Federal prosecutors pressed their case Friday for a limited gag order on former President Donald Trump, citing what they said was a continuing pattern of incendiary and intimidating statements in the case charging him with scheming to overturn the results of the 2020 election.
Special counsel Jack Smith's team earlier this month requested an order aimed at reining in Trump's attacks on prosecutors, potential witnesses and other people involved in the case. Trump's lawyers have objected to the request, and U.S. District Judge Tanya Chutkan on Friday set courtroom arguments for Oct. 16.
In a motion Friday evening, prosecutors reiterated the need for an order on Trump's behavior.
They said his attacks have continued since the initial Sept. 15 request, citing critical comments in a television interview about witnesses referenced in the indictment — including former Attorney General William Barr — as well as a social media post from last week in which he suggested that Mark Milley, the retiring chair of the Joint Chiefs of Staff, had committed treason and should be executed.
In addition, prosecutors noted an episode in South Carolina earlier this week in which he admired a Glock handgun during a visit to a gun store.

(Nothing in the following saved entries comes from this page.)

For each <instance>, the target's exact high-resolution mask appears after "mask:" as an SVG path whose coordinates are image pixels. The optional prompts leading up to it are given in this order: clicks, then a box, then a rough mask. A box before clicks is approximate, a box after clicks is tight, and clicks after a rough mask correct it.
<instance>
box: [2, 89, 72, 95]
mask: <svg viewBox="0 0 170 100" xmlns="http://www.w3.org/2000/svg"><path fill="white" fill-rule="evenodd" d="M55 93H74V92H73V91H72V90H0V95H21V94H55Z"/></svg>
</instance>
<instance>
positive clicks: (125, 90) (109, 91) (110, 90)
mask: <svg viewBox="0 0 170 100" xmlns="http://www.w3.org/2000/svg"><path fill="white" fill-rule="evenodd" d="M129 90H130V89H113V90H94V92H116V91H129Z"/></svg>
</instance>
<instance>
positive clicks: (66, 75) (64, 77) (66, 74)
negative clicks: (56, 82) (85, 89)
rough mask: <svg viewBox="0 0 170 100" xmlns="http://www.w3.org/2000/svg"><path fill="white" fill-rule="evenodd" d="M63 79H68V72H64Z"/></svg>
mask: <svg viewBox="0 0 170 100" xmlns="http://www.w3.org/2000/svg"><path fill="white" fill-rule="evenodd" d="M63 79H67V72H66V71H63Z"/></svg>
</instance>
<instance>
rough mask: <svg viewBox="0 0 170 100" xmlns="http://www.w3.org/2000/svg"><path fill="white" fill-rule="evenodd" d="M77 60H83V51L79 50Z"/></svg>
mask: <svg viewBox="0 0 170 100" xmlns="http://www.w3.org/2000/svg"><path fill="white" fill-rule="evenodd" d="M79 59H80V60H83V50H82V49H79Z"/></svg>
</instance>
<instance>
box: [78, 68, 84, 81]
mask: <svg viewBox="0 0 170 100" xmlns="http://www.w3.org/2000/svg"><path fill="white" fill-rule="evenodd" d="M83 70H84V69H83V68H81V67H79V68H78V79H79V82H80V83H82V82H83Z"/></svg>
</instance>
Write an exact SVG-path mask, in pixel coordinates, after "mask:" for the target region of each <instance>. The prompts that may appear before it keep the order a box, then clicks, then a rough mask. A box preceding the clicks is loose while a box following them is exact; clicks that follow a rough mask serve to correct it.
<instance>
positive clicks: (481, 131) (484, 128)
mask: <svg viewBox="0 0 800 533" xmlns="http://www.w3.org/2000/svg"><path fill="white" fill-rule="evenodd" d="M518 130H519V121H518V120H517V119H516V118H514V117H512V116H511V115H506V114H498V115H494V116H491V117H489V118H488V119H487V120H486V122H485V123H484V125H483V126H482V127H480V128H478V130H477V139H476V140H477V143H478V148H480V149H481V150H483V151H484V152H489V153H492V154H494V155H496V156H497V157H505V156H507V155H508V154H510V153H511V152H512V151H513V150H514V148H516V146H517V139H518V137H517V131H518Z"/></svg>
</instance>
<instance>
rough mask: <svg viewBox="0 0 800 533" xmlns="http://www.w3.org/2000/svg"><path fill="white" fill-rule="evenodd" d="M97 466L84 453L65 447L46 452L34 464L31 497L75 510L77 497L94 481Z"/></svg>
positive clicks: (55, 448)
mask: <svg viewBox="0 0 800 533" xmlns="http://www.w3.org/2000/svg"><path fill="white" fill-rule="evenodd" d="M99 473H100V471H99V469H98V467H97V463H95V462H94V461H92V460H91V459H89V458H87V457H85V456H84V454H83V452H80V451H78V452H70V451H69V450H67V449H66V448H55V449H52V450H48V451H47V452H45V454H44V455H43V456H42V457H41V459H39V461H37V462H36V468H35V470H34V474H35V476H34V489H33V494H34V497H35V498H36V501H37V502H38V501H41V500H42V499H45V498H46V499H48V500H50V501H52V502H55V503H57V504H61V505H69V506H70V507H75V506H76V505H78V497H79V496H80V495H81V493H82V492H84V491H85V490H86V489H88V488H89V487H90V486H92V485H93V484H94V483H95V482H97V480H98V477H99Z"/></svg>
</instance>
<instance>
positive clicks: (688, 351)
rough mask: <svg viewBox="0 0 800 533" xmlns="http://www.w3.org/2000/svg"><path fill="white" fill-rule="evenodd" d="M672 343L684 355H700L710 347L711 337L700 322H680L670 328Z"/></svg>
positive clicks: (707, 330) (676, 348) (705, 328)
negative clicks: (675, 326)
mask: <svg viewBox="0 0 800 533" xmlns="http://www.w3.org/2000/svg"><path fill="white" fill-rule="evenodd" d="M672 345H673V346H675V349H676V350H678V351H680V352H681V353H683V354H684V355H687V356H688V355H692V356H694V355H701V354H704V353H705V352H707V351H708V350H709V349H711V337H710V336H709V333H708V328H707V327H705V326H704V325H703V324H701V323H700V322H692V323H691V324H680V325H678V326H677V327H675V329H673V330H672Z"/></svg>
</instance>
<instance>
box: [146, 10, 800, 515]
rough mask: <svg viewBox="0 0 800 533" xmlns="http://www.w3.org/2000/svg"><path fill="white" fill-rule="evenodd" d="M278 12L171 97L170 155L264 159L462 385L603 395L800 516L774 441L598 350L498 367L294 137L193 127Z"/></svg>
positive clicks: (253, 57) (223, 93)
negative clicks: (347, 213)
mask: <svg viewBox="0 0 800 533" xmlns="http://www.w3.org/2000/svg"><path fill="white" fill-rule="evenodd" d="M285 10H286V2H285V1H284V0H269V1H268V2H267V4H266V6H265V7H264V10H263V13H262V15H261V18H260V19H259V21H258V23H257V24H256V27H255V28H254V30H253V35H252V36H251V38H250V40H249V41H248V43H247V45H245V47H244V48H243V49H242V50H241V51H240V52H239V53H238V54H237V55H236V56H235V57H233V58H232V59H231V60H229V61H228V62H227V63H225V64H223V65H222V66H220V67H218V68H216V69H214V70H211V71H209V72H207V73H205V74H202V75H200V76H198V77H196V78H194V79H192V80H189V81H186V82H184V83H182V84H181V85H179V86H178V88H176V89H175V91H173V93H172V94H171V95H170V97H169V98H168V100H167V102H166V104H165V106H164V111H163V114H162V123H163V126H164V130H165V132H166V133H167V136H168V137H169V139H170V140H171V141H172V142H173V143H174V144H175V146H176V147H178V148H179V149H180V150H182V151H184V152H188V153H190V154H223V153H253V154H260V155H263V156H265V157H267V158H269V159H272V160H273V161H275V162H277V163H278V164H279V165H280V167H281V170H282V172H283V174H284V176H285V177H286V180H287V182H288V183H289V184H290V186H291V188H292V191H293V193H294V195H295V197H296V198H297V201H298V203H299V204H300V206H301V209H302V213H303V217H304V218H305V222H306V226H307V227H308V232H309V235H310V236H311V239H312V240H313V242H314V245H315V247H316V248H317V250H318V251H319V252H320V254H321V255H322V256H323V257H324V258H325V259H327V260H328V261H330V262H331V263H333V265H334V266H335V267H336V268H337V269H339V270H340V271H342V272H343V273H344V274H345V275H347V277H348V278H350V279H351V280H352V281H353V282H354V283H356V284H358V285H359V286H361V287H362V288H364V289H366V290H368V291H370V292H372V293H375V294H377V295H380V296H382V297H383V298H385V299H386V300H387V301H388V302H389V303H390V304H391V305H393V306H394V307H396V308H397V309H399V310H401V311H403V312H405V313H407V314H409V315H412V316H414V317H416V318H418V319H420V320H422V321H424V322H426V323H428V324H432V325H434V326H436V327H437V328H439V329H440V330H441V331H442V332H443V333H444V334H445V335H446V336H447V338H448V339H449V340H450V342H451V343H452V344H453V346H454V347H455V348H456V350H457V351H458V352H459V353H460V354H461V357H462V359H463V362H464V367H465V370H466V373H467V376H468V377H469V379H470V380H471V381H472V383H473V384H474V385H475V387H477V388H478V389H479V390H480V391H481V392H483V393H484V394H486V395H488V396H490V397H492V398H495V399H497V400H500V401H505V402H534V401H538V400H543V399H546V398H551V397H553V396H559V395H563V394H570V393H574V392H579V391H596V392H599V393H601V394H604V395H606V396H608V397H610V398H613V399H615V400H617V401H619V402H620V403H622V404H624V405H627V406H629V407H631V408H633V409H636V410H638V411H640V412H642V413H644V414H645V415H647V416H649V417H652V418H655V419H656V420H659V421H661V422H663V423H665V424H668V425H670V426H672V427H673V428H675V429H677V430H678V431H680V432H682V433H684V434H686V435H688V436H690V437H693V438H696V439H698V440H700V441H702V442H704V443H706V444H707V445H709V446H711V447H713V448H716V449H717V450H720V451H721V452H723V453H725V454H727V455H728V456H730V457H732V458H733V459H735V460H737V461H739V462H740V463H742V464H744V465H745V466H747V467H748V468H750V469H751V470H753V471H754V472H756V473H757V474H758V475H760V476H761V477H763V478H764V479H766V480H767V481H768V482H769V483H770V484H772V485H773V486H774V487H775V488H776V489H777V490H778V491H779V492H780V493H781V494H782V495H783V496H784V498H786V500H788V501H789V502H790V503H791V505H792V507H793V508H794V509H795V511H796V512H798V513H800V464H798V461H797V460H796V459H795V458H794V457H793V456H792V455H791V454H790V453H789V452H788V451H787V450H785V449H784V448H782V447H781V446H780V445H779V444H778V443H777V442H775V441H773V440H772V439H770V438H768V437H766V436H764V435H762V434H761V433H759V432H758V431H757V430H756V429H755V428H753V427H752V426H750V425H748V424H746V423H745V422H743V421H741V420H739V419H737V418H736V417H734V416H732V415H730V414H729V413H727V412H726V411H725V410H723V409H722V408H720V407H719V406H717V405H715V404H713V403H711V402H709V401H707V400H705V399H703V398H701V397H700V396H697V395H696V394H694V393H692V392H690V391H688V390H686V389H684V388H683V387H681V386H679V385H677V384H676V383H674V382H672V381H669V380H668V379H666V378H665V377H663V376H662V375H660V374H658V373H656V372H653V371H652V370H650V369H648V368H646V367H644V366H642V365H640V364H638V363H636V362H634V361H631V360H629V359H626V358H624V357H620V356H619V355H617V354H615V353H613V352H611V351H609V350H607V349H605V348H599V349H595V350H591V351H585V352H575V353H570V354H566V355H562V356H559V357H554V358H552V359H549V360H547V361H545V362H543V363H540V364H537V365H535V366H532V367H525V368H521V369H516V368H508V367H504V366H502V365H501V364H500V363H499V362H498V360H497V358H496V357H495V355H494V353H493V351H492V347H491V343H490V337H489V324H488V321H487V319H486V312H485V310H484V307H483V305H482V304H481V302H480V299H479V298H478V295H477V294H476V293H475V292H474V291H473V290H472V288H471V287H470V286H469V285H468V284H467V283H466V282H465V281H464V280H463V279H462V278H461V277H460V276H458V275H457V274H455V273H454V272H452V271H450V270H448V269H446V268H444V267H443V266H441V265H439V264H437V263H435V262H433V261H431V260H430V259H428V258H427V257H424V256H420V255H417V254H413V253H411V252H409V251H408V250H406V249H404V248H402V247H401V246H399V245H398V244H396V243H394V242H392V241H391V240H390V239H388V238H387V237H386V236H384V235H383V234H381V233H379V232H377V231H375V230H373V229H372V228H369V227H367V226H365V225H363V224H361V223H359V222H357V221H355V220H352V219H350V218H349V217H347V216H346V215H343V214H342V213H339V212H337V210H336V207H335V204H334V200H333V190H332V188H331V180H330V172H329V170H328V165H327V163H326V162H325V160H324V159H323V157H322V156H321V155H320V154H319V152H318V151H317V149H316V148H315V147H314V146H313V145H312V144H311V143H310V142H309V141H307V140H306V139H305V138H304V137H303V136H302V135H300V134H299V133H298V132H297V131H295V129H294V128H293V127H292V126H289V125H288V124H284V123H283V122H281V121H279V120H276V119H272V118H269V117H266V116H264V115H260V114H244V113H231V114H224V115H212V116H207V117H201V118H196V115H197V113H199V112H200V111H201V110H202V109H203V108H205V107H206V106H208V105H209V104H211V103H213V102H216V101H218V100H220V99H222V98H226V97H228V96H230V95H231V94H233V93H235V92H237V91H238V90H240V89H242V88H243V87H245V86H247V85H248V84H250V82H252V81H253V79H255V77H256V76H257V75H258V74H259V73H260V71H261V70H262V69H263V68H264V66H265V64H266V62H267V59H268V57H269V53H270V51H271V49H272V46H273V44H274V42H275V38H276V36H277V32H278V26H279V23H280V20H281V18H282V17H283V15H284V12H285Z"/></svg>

Though a Trump spokesman initially claimed on social media that Trump had purchased the weapon, he later deleted the post and clarified that Trump had only indicated that he wanted to buy one.
Despite that retraction, prosecutors wrote, Trump “re-posted a video of the incident” posted by one of his followers with a caption that suggested he had indeed bought the weapon.
It was an example, they said, of Trump trying to benefit from incendiary actions but then avoid accountability by having others around him “feign retraction.”
“The defendant either purchased a gun in violation of the law and his conditions of release, or seeks to benefit from his supporters’ mistaken belief that he did so,” prosecutors said.
Trump's lawyers earlier this week denounced the gag order request as an attempt to “unconstitutionally silence” his political speech. They called the request a “desperate attempt at censorship.”
Prosecutors rejected that characterization in their Friday night motion.
“All it would limit is the defendant’s use of his candidacy as a cover for making prejudicial public statements about this case — and there is no legitimate need for the defendant, in the course of his campaign, to attack known witnesses regarding the substance of their anticipated testimony or otherwise engage in materially prejudicial commentary in violation of the proposed order,” they wrote.
The case is currently set for trial March 4, 2024, in federal court in Washington.
Chutkan ruled against the Trump team on Wednesday when she refused a defense request to step aside from the case over comments she'd made in other sentencing hearings that the attorneys said called into question her impartiality. Chutkan said there was no reason for her to recuse.